It’s daylight saving time again.
Or: Who moved my cheese clock?
This article originally appeared in the March 2016 edition of INVISION.
It happens every year, just like clockwork (pun intended). One Sunday in mid-March, time “springs forward.” According to Wikipedia, “Daylight saving time in the United States is the practice of setting the clock forward by one hour during the warmer part of the year, so that evenings have more daylight and mornings have less.”Daylight saving time is rather confusing. To start with, pretty much everyone in the United States takes part in this annual ritual, except Arizona. No, wait: The Navajo Nation lies mostly within Arizona, but it does observe daylight saving time. Alaskans spring forward, but Hawaiians do not. And that doesn’t even start to address daylight saving time’s impact on individuals and businesses. For instance, is the clock in my car wrong now, or did I ever change it last November, which would make it right? Am I losing an hour of sleep, or gaining an hour of awake? That phone conference that I scheduled with an Arizona client last month ... what time do I call now? Is it daylight saving time or daylight savings time? (It’s the former, even though most people say “savings,” right?) And why can’t I get the song by Chicago out of my head? (“Does anybody really know what time it is? Does anybody really care?”) While I enjoy having an extra hour of daylight, what I really need is an extra hour of time in the day. It seems that my to-do list is always longer than my hours to get it done, no matter what time of year. In 2013, a Huffington Post poll asked a thousand adults how they would use an extra hour a day. The top four answers were relax, sleep, spend time with family or friends, or enjoy athletic activity/exercise.
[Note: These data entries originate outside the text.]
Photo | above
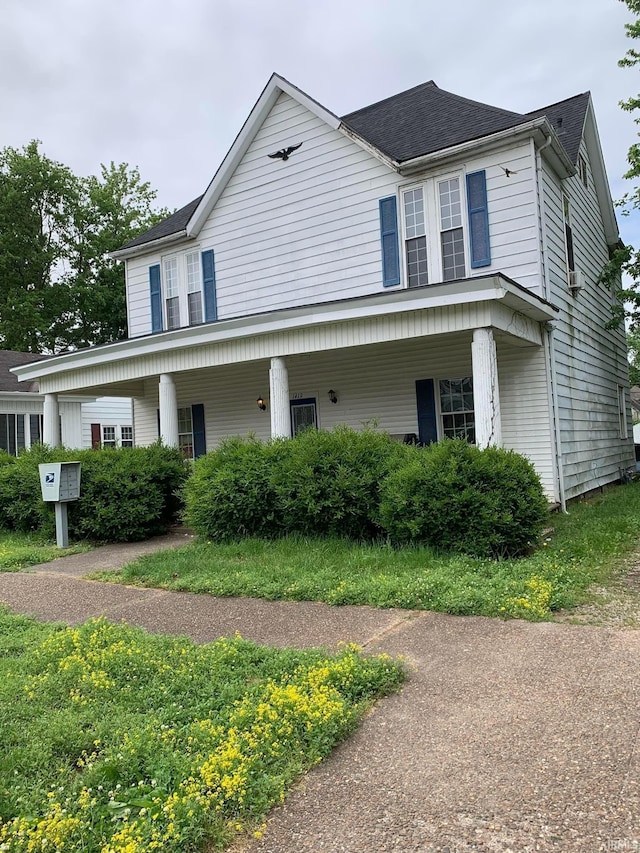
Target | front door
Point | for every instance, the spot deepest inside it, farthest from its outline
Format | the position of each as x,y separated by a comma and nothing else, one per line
303,415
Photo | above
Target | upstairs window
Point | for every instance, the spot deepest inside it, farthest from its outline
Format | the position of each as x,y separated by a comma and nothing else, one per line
568,233
126,436
182,290
415,238
109,436
451,234
434,232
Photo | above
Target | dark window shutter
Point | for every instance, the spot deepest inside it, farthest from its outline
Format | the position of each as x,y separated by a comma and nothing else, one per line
478,219
209,286
156,298
389,238
426,403
197,425
96,437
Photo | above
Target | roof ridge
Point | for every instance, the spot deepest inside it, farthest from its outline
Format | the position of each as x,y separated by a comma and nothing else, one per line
562,101
430,83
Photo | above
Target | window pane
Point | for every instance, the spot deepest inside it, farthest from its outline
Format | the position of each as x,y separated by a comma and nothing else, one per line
173,313
413,213
108,436
450,204
193,272
195,307
170,277
417,262
20,432
453,265
456,408
126,434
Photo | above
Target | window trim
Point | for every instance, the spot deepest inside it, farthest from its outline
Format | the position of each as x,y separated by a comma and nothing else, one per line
109,442
441,414
433,225
183,288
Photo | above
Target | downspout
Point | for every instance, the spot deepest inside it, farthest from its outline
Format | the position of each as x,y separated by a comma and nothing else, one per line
548,332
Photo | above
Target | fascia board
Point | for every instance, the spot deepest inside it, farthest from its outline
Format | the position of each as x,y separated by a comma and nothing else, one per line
151,246
481,289
487,143
270,94
599,172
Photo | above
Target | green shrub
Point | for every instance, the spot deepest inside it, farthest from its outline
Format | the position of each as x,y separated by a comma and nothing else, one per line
456,497
328,483
231,492
318,483
126,494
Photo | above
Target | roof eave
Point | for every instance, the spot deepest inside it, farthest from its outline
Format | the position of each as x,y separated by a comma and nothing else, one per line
144,248
538,126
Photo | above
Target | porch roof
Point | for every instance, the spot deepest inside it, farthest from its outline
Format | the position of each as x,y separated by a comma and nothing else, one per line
493,300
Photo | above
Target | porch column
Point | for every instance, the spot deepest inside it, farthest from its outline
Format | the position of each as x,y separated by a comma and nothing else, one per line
279,399
51,421
168,410
486,394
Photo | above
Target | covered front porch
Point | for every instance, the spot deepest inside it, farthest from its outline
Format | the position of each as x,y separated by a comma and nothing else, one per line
469,358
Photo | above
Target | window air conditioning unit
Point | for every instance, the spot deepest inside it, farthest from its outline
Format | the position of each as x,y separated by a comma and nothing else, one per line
576,282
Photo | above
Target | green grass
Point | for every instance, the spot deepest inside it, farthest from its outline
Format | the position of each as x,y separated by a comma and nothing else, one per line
581,549
20,550
117,741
I found it interesting that office work came in last, with only 5 percent of people mentioning it. Personally, when I think of needing more time, my mind goes to getting more office work done, but this poll made me stop and think about how I really need to be spending my time. The top picks on this list — see it at invmag.us/time — are more about the quality of life instead of the quantity. Let’s face it. There are 24 hours in the day, no matter whether you tack the daylight to the beginning or the end. So let’s make the most of each minute, whatever way you choose to spend your time.